The problem there is how to define effectiveness.

If I purposely focus my character on non-combat abilities (in order to match their concept), that's going to make a character that's effective in the kind of games I play, but not for those who play a more combat-focused game.

I feel like even if you accept this, there's still sometimes hostility against optimizing within a certain domain.

For example, say I'm making a magus. I could choose to use Dervish Dance and Magical Lineage on shocking grasp, or I could take, say, Power Attack on a Str-focused build along with Armor Expert. Maybe my image in the first place is of a heavily (well, moderately) armored gish who can cast spells and use brute force at the same time. The high Dex Dervish Dance build is inappropriate (I want to use a longsword anyway, not a scimitar). Noncombat stats are roughly comparable between the two, so we're just looking at combat.
Here, it seems like I'm losing out. Str magus has less Dex, so less AC and Ref. Power Attack doesn't give the same kind of returns to a magus compared to, say, fighter, considering the lower BAB. The magus gets their damage a different way (damaging touch spells). I can do the Magical Lineage trick with my second trait and the meta feat, but that's really pigeonholing my attack routine.

I honestly would rather be able to just say "I want to make a Str magus" and feel like I was as effective as the Dex magus, instead of possibly being more or less effective. It's not like I particularly like having to comb through all the options while focusing on which is "better."
I know that a good group and a sensible GM can make most concepts and executions work by smoothing things over and adjusting encounters, but I wish I could more confidently make a character in isolation and know that it was both sufficiently good at its job without overshadowing other characters. The easiest way to do this is just assume a relatively high level of optimization and build to that. If anything, building optimized characters is a matter of being polite. I can always wind them back a few notches if its clear they're inappropriate for the group, but it's difficult to rebuild an unoptimized character to fit in a high powered group.

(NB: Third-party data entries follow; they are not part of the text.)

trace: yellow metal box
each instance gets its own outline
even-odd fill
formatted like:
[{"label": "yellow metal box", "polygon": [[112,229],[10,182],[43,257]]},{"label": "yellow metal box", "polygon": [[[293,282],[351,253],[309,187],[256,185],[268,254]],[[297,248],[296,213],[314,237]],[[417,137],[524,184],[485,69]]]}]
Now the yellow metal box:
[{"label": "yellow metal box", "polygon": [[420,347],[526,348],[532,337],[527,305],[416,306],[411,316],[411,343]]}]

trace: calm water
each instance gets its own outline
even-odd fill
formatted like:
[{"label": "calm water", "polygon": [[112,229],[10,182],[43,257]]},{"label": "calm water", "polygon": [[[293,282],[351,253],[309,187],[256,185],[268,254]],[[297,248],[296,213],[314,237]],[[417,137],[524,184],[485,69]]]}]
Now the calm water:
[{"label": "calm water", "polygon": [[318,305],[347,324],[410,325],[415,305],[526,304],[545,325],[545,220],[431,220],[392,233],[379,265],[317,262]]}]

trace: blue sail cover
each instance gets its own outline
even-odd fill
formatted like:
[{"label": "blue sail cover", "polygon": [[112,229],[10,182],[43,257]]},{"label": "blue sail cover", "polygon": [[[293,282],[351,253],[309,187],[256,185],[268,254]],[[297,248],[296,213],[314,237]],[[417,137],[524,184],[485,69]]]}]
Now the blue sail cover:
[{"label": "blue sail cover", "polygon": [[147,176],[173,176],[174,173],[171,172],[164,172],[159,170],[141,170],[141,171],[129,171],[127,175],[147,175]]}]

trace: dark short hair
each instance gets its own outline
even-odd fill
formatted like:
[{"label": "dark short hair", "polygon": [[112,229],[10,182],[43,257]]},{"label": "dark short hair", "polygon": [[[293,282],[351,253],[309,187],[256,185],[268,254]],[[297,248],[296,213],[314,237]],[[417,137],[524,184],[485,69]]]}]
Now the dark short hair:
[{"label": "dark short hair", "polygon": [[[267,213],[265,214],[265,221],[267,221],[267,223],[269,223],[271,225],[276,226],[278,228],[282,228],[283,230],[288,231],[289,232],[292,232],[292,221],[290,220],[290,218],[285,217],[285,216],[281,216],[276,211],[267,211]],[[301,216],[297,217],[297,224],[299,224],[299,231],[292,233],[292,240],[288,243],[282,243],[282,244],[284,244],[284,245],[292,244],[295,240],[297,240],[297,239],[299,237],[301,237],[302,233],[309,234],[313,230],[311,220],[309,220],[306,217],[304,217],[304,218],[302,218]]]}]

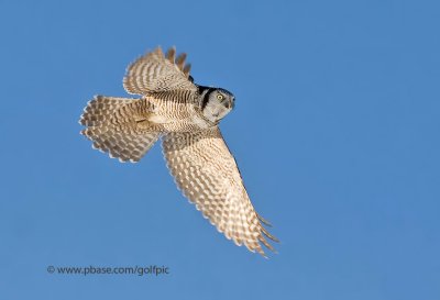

To be perfectly frank, it seems like characters of the same level should be about equal in power. Calling a character "weak" or "unoptimized" only makes sense in comparison to other characters of their level, and it feels like the game has fundamentally failed if characters of the same level have wildly different levels of power (assuming you're still making a good faith effort to build an effective character, ie not taking metamagic feats if you don't cast spells).
I mean, if you want to have a story about a character slightly out of their depth, sure go ahead, but do that by playing, say, a level 7 character in a party that's otherwise level 10.


Would also love a copy of the rules, whenever it's convenient.